Once again, Gregor frowned. Once again, the fear around him thickened. Fear and confusion. The word-motes were running amok.
“And how do you think the Farosians will pay you,” Sully asked, his voice dropping to a menacing tone, “when they learn you’ve sold them out?”
“Fuck you!” Gregor leaned forward in his chair. “I still got things to trade, things you can’t get to. If something happens to me, if I die, that information’s out there, Sullivan. You hear me? You space me, and there’ll be nowhere you can run. They’ll get you. They’ll get your Fleetie whore. All of you.”
The high-pitched tone started again. I waited for Sully to stop it but he didn’t. Instead, he pulled out the chair next to me and sat, as if he hadn’t a care in the world. I didn’t know what information Gregor had. If it was that Sully was a
Kyi-Ragkiril,
he was incredibly stupid to be pulling the stunt he was now.
But I also knew there were things, whole duro-hards of things, I didn’t know about Gabriel Ross Sullivan.
“I’m not going to space you,” Sully said, folding his hands on the tabletop. “But I can make you wish I had.”
Gregor snorted. “Gonna break my nose again?”
I held my breath, waiting for Sully to lash out.
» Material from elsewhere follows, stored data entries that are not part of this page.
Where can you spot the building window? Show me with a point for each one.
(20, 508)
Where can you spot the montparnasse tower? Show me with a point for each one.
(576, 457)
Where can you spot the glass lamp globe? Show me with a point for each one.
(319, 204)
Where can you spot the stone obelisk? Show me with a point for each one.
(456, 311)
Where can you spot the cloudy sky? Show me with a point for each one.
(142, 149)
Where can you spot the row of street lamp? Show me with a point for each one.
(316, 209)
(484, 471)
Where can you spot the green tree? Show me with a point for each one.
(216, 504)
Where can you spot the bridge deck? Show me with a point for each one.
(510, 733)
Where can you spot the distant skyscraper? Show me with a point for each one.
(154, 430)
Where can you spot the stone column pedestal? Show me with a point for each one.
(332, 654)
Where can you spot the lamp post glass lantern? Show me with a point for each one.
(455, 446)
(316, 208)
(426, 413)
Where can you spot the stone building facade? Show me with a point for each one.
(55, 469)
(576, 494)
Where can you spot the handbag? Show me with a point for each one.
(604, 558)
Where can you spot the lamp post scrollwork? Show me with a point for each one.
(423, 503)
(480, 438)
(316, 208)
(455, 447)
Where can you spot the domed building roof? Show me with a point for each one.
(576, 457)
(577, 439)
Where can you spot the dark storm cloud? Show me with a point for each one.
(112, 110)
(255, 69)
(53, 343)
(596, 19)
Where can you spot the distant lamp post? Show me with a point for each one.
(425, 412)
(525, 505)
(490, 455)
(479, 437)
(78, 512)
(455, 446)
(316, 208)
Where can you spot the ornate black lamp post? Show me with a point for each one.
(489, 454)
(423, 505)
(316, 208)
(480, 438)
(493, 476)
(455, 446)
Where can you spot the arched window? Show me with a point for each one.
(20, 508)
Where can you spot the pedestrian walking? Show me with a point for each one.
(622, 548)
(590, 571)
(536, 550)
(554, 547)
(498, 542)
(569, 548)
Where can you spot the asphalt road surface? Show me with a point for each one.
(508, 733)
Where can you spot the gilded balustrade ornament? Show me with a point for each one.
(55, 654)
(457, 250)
He had little patience for insolence—though he was a master at it himself. But more than that, I could feel energy coiling and uncoiling inside him.
Get the information,
I told him, not even sure he was listening.
Wipe his memory of us. We have a lot ahead at Narfial.
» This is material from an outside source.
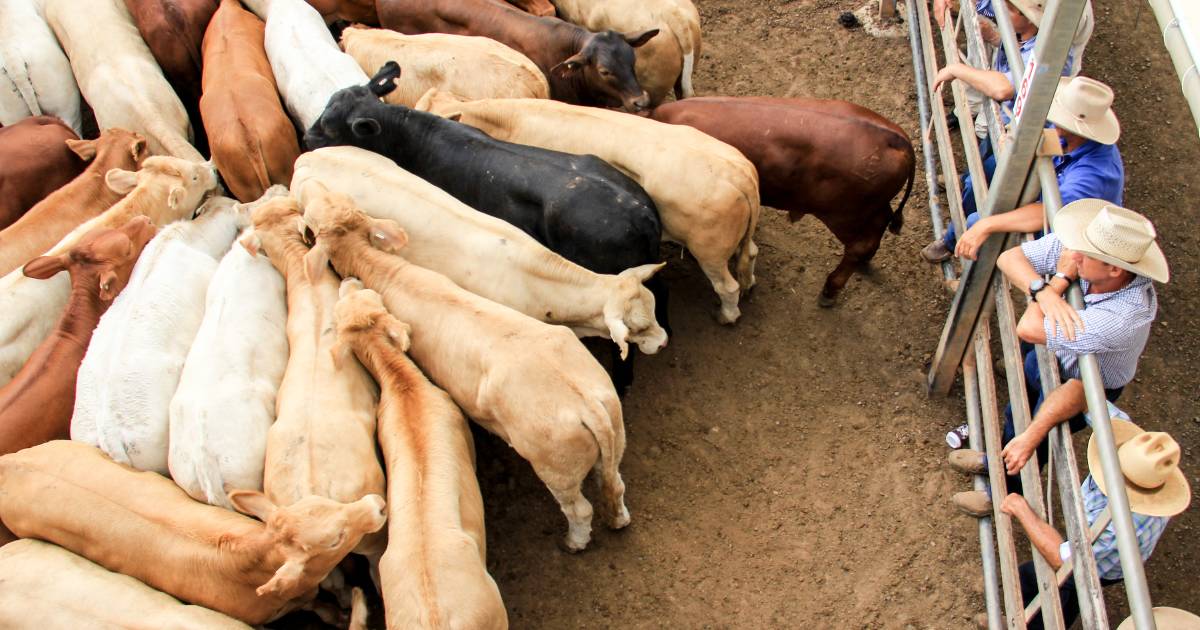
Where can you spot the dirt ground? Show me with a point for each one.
(789, 472)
Something glinted briefly in the air. The
Kyi,
I realized after a moment. Not the silver haze but the sparkling, hungry version Sully had been wrestling with. It drifted from Sully’s hands, hovering between the three of us, just a tiny eruption of light.
Gregor rubbed at his eyes, telling me he saw it too.
He just didn’t know what he was looking at. Until he focused on Sully’s outstretched hand.
Sully opened his fist, energy mushrooming from it so quickly I sat back in my chair, even though there was no physical sensation.
Gregor jerked back too, but there was nowhere he could go. His chair was against the wall. And the glittering energy stalked him like a fiery silver shadow.
“All that time and money you spent researching
Ragkirils,
” Sully said quietly, his eyes that infinite shade of dark, “and you don’t even recognize a real live mind-fucker when you see one.”
Gregor inched back, his hands slipping off the arm-rests of the chair as he tried to literally climb the wall. The silver energy coiled closer. Gregor lurched to his right, the heel of his boot catching on something, the leg or edge of his chair. I didn’t know what. I just saw his knee come up, I saw his body weight shift in the chair. I saw the stark terror in the death-mask grimace on his face. Then the chair tilted and I fully expected Gregor to tumble to the decking with it.
He didn’t. He launched himself over the small table, his hands grabbing Sully’s throat.